Medtronic PLC (MDT) is not a strong buy for a beginner investor with a long-term horizon at this moment. The stock shows mixed signals, with weak technical indicators, cautious sentiment from Congress trading data, and declining financial performance in the latest quarter. While there are positive catalysts such as hedge fund buying and new product launches, the lack of strong upward momentum and recent analyst downgrades suggest a hold strategy for now.
The technical indicators are weak. The MACD is negative and expanding downward, RSI is neutral but leaning towards oversold, and moving averages are converging without a clear trend. The stock is trading near its support level (S1: 93.452), with resistance at 95.998, indicating limited upward momentum in the short term.

Hedge funds are significantly increasing their positions in MDT, with a 167.88% increase in buying over the last quarter.

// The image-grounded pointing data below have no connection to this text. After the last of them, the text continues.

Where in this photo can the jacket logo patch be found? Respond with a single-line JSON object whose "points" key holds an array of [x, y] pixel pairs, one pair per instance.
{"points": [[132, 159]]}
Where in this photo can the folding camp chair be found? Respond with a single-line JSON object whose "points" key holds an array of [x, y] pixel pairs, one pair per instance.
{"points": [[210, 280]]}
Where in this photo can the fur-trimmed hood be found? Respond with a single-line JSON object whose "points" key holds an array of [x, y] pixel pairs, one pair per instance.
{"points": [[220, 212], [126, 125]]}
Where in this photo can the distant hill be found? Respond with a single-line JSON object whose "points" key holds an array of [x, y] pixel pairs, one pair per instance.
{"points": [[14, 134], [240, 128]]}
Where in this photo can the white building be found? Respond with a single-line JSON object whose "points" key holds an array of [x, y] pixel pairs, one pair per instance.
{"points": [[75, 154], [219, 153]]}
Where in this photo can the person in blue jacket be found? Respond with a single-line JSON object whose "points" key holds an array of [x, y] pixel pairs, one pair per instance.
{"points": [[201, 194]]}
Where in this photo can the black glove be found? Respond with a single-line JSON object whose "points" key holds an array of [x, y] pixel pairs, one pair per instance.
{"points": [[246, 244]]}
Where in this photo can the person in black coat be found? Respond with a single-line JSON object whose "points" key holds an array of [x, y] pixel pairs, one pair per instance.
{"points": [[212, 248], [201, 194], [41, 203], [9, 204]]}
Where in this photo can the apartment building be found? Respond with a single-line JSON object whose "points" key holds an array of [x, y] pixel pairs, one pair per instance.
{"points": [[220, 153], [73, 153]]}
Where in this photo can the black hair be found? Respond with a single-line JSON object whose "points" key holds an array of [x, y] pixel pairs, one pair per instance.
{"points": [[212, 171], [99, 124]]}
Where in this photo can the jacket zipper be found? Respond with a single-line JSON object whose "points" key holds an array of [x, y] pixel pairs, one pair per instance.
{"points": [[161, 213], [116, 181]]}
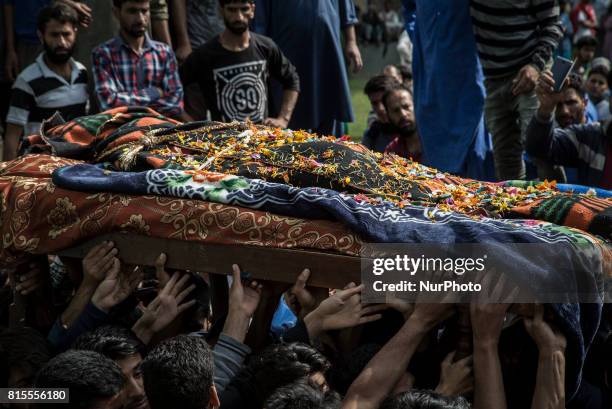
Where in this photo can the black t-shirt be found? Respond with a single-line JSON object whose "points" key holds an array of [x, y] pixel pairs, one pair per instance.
{"points": [[235, 84]]}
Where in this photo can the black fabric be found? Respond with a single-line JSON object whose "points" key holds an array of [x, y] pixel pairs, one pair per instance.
{"points": [[235, 84]]}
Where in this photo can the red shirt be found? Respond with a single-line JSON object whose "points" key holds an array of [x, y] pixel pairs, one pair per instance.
{"points": [[398, 146]]}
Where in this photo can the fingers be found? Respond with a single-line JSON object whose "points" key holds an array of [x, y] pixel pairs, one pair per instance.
{"points": [[369, 318], [348, 293], [302, 278], [160, 266], [114, 271], [181, 296], [371, 309], [185, 306], [448, 359]]}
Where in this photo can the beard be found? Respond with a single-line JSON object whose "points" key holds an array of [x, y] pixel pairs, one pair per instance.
{"points": [[58, 55], [136, 31], [236, 28]]}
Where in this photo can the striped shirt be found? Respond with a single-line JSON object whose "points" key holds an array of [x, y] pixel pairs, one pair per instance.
{"points": [[39, 92], [126, 78], [512, 33]]}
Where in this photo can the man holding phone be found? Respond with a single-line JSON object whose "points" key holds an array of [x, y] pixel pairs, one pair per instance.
{"points": [[515, 42], [585, 146]]}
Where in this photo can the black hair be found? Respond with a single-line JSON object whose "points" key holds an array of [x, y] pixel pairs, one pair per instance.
{"points": [[119, 3], [575, 82], [586, 41], [22, 348], [56, 11], [380, 83], [112, 341], [280, 364], [392, 91], [344, 373], [90, 377], [178, 373], [416, 399], [302, 394]]}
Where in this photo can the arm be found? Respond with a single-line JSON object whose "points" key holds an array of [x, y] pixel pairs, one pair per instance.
{"points": [[542, 139], [159, 21], [487, 321], [179, 25], [282, 69], [107, 90], [550, 32], [381, 374], [550, 380], [11, 141], [11, 66], [170, 101]]}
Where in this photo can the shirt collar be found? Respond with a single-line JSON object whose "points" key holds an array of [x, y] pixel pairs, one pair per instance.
{"points": [[49, 73]]}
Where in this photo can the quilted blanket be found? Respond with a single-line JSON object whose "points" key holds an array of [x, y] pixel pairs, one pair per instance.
{"points": [[380, 198]]}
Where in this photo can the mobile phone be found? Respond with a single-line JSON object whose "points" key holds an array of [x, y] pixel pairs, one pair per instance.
{"points": [[561, 69]]}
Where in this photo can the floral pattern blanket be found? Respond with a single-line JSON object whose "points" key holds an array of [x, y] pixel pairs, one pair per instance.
{"points": [[381, 198]]}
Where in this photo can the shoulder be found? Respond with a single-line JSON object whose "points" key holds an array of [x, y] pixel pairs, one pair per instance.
{"points": [[263, 40], [31, 72], [106, 47]]}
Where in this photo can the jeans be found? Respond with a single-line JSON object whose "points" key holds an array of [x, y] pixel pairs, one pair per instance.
{"points": [[507, 117]]}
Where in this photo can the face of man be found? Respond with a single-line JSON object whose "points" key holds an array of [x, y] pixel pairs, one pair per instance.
{"points": [[133, 17], [58, 41], [237, 16], [400, 110], [133, 392], [378, 106], [570, 110], [596, 86], [586, 53]]}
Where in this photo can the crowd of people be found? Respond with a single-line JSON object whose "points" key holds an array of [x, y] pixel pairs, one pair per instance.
{"points": [[122, 336]]}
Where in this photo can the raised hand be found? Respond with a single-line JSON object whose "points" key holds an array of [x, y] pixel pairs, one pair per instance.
{"points": [[456, 378], [299, 298], [243, 299], [544, 334], [342, 310], [116, 287], [168, 304], [98, 261]]}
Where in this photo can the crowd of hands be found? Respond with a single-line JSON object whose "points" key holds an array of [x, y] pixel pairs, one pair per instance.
{"points": [[106, 282]]}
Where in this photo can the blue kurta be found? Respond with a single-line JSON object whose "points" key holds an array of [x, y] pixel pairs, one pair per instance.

Analysts highlight potential growth from new product launches in multi-billion-dollar markets.
The company continues to pay dividends, reflecting its commitment to shareholder returns.
Congress members have made four recent sale transactions, showing cautious sentiment.
Financial performance in Q3 2026 showed declining net income (-11.67% YoY) and EPS (-11.88% YoY), along with a drop in gross margin (-2.58% YoY).
Analysts have lowered price targets recently, with mixed ratings (Neutral and Buy).
In Q3 2026, revenue increased by 8.74% YoY to $9.017 billion, but net income dropped by 11.67% YoY to $1.143 billion. EPS also declined by 11.88% YoY to $0.89, and gross margin fell to 59.93% (-2.58% YoY). This indicates revenue growth but declining profitability and efficiency.
Analyst ratings are mixed. Some analysts, like Mizuho and Barclays, have positive outlooks with price targets of $125 and $118, respectively, citing growth potential from new products. However, others like JPMorgan and Baird have lowered price targets to $100, citing sustainability concerns for 2027 growth. The consensus reflects cautious optimism.